Menteri Luar Negeri AS, Antony Blinken, dalam pernyataannya seperti dilansir Xinhua Sabtu, (03/04/2021) menyampaikan, Presiden Joe Biden mencabut perintah eksekutif terhadap sejumlah pejabat tertentu di ICC, dan dengan demikian mengakhiri ancaman dan penerapan sanksi ekonomi serta pembatasan visa terkait mahkamah tersebut.
"Sehubungan dengan ini, maka sanksi yang dijatuhkan oleh pemerintahan sebelumnya terhadap Jaksa ICC Fatou Bensouda dan Kepala Divisi Yurisdiksi, Komplementaritas, dan Kerja Sama Kantor Kejaksaan ICC Phakiso Mochochoko telah dicabut," ujar Blinken.
Departemen Luar Negeri AS juga mengakhiri kebijakan terpisah tahun 2019 tentang pembatasan visa bagi sejumlah pejabat ICC tertentu.
"Keputusan ini mencerminkan penilaian kami bahwa tindakan yang telah diambil tidak tepat dan tidak efektif," tambahnya.
Baca Juga: Pengadilan Kriminal Internasional Mulai Selidiki Dugaan Kejahatan di Wilayah Palestina
Meski demikian, Blinken tetap menyoroti keberatan Washington terhadap keputusan mahkamah internasional yang berbasis di Den Haag tersebut, seperti dilansir Associated Press, Sabtu, (04/03/2021)
"Kami tetap sangat tidak setuju dengan tindakan ICC yang berkaitan dengan situasi Afghanistan dan Palestina. Kami mempertahankan keberatan kami terhadap upaya mahkamah tersebut yang menuntut yurisdiksi atas pegawai pemerintahan Pihak Non-Anggota Statuta Roma seperti Amerika Serikat dan Israel," katanya.
AS tidak menyetujui Statuta Roma ICC dan tetap menolak yurisdiksi ICC terhadap warga AS.
ICC pada Maret tahun lalu menyetujui investigasi atas kemungkinan kejahatan perang di Afghanistan, termasuk yang mungkin dilakukan oleh pihak militer AS dan CIA, yang dapat berujung pada dakwaan atas sejumlah personel militer dan intelijen AS.
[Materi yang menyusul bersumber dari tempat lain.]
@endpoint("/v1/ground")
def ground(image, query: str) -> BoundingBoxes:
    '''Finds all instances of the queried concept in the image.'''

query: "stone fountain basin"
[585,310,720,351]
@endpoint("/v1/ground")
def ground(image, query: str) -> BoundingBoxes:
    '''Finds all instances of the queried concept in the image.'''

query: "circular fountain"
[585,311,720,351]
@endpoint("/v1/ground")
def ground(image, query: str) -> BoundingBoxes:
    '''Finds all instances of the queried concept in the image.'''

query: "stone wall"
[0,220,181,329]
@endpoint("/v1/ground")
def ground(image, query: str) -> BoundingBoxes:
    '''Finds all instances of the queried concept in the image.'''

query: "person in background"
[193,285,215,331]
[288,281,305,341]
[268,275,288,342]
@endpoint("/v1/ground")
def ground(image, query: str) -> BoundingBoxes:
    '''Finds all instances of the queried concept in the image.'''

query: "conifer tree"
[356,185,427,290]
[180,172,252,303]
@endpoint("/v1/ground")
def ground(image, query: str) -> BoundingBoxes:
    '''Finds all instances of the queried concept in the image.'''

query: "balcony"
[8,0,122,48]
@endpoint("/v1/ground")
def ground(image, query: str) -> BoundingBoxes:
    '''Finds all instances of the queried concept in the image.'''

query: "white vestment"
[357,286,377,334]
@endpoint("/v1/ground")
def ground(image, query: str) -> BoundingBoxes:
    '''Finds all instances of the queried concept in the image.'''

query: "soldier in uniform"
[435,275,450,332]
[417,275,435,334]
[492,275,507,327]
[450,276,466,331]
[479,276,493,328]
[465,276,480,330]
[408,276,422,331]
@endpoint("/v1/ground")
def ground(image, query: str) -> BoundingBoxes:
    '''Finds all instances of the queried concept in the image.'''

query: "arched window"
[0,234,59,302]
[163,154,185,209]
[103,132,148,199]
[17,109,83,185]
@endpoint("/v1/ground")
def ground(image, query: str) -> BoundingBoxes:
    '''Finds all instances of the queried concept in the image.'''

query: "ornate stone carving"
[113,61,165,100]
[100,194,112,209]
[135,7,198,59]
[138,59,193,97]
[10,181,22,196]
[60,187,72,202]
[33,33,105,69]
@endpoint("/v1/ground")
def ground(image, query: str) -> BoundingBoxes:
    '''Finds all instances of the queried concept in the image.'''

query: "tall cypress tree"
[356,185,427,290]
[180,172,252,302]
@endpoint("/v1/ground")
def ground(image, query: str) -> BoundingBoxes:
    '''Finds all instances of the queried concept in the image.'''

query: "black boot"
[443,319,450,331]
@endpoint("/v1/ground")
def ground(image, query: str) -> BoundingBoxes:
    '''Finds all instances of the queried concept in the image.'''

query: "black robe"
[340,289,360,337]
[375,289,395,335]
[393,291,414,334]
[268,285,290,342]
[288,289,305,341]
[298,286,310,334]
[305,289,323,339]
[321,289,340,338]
Mahkamah Pidana Internasional yang bermarkas di Den Haag, Belanda, bertugas menyelidiki dan mengadili pembunuhan massal, kejahatan terhadap kemanusiaan, dan kejahatan perang. Amerika Serikat menolak untuk menjadi anggota pengadilan yang beranggotakan 120 negara tersebut.
Baca Juga: Palestina Lapor Israel ke Pengadilan Kriminal Internasional
Pengadilan tersebut dibentuk untuk meminta pertanggungjawaban pelaku kejahatan perang dan kejahatan terhadap kemanusiaan dalam kasus-kasus di mana sistem peradilan yang memadai tidak tersedia.
AS belum bergabung dengan ICC, yang mulai beroperasi pada tahun 2002 setelah cukup banyak negara meratifikasi perjanjian. AS takut pengadilan akan digunakan untuk penuntutan yang bermotif politik terhadap pasukan dan pejabat Amerika.
Silvia Fernandez de Gurmendi, presiden badan pengelola pengadilan negara anggota, mengatakan pencabutan sanksi di AS sangat membantu dalam mempromosikan "tatanan internasional berbasis aturan."
Gurmendi mencatat, pengadilan dan negara-negara anggota saat ini sedang mempelajari prosedur pengadilan untuk meningkatkan pekerjaannya dalam meminta pertanggungjawaban atas kejahatan terburuk yang menjadi perhatian dunia.
Amnesty International pada hari Jumat memuji Biden karena membatalkan sanksi Trump.
Mereka menyebut tindakan Trump itu sebagai "tindakan vandalisme" terhadap keadilan internasional, namun pada saat yang sama menyerukan agar Biden melangkah lebih jauh, dengan mendukung pekerjaan Mahkamah Pidana Internasional dan menjadikan AS sebagai negara anggota.